Satu hal yang paling penting dalam mencegah depresi adalah dengan mengembangkan kehidupan spiritual. Memberi makna hidup adalah sebuah proses
pembentukan kualias hidup, sedangkan tujuan hidup merupakan akhlak, rujukan, dasar pijakan, dan sekaligus hasil yang ingin diraih Tasmara 2001: 4. Individu
pada saat mangalami stres akan mencari makna hidup melalui kecerdasan spiritualnya. Dalam perkembangan selanjutnya ternyata dampak stres ini tidak
hanya mengenai gangguan fungsional hingga kelainan organ tubuh, tetapi juga berdampak pada bidang kejiwaan psikologik psikiatrik yaitu depresi Hamid
1999: 103. Hal ini didukung oleh pernyataan Aziz 2011: 202 bahwa penggunaan agama sebagai perilaku koping berkaitan dengan harga diri yang
lebih tinggi dan depresi yang lebih rendah, terutama di kalangan orang-orang yang cacat fisik, agama juga dapat meramalkan siapa yang akan atau tidak akan
mengalami depresi. Unsur penting yang membantu pertumbuhan dan perkembangan kejiwaan adalah iman yang direalisasikan dalam bentuk ajaran
agama. Seringkali musibah yang sangat serius dapat mengguncangkan seseorang, dan kegoncangan tersebut seringkali memunculkan kesadaran, khususnya
kesadaran keberagamaan. Penelitian Saefullah 2008 mengungkapkan bahwa penghayatan spiritual
ternyata besar pengaruhnya terhadap taraf kesehatan fisik dan mental lansia, lansia yang religius lebih kuat dan tabah menghadapi stres dari pada yang kurang atau
non religius, sehingga gangguan mental emosional jauh lebih kecil. Komitmen agama yang taat terutama mengenai spiritual berkaitan dengan tingkat depresi
yang lebih rendah. Penyembuhan dari depresi yang lebih cepat, kesejahteraan, dan moril yang tinggi, harga diri yang lebih baik, locus control yang internal Aziz
2011: 203. Orang yang kadar imannya atau ketakwaannya rendah, cenderung
lebih mungkin menderita depresi karena kurangnya pegangan hidup. Tanpa pegangan hidup yang berupa kaidah-kaidah keagamaan, kehidupan seseorang
akan terombang ambing tak menentu, dan dapat mengakibatkan kekurang- mampuan dalam menghadapi tantangan, sehingga dapat menimbulkan depresi.
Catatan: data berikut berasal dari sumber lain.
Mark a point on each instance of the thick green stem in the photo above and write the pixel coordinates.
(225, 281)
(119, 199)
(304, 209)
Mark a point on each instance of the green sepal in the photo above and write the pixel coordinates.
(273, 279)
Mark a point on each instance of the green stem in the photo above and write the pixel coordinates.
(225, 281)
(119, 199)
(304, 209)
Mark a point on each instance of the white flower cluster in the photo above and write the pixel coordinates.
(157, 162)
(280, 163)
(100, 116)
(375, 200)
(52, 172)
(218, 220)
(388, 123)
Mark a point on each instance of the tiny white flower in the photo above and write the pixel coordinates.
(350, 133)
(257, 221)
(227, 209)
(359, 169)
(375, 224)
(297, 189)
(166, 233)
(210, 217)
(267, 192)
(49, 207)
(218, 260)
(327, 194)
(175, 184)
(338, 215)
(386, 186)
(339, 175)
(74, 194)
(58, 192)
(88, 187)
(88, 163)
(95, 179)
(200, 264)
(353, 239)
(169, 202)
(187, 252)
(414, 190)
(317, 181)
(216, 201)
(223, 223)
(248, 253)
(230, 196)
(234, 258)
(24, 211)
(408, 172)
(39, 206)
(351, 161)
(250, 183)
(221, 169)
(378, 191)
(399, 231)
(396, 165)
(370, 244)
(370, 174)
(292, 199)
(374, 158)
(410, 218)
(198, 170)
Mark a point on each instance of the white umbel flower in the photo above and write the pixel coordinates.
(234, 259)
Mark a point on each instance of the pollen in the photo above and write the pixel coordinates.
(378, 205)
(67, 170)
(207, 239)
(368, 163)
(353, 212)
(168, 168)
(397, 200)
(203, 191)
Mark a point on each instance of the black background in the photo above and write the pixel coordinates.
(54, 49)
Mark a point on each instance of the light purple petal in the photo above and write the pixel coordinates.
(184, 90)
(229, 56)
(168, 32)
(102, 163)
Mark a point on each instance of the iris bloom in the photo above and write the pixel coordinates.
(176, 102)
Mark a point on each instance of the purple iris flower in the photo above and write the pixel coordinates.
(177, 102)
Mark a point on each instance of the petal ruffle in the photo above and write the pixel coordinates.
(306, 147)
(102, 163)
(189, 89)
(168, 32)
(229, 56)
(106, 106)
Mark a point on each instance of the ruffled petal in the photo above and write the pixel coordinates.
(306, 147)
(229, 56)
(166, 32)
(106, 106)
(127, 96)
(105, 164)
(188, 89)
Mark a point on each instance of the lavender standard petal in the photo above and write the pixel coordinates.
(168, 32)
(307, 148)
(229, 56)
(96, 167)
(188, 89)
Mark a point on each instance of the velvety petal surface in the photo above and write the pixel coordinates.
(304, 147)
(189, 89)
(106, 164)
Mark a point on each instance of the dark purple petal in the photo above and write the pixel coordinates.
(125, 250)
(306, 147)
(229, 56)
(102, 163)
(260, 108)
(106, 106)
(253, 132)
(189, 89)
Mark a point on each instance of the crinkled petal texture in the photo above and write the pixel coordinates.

Sebab-sebab yang dikemukakan di atas saling berkaitan satu dengan lainnya. Sivalintar,sivalintar.tripod.comsebab_depresi.html.
Seseorang yang mempunyai pegangan hidup sesuai kaidah keagamaan pastilah mempunyai kecerdasan spiritual yang baik. Beberapa ahli psikologi
mendefinisikan kebahagiaan sebagai hasil penilaian terhadap diri dan kehidupan yang didalamnya memuat aspek emosi positif seperti kenyamanan dan
kegembiraan yang meluap-luap atau aktivitas positif yang tidak memenuhi aspek emosi apapun. Lain halnya dengan definisi kebahagiaan dalam perspektif agama
Islam yang memandang arti kebahagiaan dengan sesuatu yang sifatnya spiritual seperti adanya perasaan tenang dan damai, ridlo dan puas terhadap ketentuan
Allah apapun bentuknya, dan lain sebagainya Aziz 2011: 11. Berdasarkan latar belakang yang telah diuraikan, maka penulis bermaksud
mengadakan penelitian dengan mengambil judul “Hubungan antara Kecerdasan Spiritual dengan Depresi pada Penyandang Cacat Pasca Kusta
Di Liposos Donorojo Binaan Yastimakin Bangsri Jepara.”